The yearlist got off to an inauspicious start as I bowled up at the reservoirs minus scope, having left my Swaro in somebody else's motor. Luckily two, of the three, Black-necked Grebes fell to the bins, as did most of the usual Ynysfro regulars plus (presumably due to the attraction of a partially dry lower basin) Wigeon, Teal and GBB Gull.
Having recovered my scope, it was off to Collister for the reported Snow Bunting. A few days back, I'd walked the sea-wall and failed to see the little bleeder, mind you, the combined influences of a girlfriend and an icy gale hadn't helped. This time I was birding unfettered and in the 'zone', I was either going to see it, or leave after dark.
As it turned out, I more-or-less did both, three hours and three traverses of the saltmarsh were needed before I blundered onto the bird. In true Snow Bunting style it allowed close approach and gave cracking views and photo ops (see below); a smart bird and a Gwent-tick to boot.

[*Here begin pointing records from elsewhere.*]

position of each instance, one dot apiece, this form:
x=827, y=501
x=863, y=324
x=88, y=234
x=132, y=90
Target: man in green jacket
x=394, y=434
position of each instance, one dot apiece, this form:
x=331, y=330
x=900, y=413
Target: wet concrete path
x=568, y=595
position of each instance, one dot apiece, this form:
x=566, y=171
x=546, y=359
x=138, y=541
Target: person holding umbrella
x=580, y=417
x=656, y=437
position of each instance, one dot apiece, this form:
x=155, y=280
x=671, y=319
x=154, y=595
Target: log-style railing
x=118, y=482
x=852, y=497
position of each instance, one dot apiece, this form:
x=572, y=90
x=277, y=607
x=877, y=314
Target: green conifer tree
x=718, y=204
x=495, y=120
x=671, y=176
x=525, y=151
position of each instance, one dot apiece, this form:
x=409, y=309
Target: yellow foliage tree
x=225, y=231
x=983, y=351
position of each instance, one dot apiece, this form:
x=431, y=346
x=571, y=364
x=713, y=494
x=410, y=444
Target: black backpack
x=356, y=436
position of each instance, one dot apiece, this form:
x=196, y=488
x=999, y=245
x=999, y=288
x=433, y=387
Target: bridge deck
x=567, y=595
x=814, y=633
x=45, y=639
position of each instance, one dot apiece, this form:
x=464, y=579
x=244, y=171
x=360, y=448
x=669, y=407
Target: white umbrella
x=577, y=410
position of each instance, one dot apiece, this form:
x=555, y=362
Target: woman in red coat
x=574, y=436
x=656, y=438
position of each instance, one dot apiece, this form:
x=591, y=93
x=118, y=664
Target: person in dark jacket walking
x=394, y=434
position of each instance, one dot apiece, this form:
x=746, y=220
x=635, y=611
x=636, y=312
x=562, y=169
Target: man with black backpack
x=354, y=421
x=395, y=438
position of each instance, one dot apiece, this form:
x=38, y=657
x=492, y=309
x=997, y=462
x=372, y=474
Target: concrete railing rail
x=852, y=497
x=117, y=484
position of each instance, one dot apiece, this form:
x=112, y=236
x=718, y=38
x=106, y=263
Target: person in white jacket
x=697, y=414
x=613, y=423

During the search I'd built up a reasonable supporting cast including: Merlin, Little Egret and Golden Plover. I'd also thrown away a probable Water Pipit; as I'd approached the 'seaward' edge of the pill, a bulky pipit bolted out of the saltmarsh in front of me, gave a strident "fwist", seemed to show a clean belly and then proceeded to do a flipping great circuit before diving back into the vegetation (sounds pretty good doesn't it?). I then spent a good half hour trying to relocate the bashful little b*stard, but it obviously had something better to do than give itself up to me and, not being able to definitely rule out Scando Rock, I left it to it.
At the end of day one I've amassed 51 species, not a supersonic start, but a few quality Gwent birds have been safely bagged.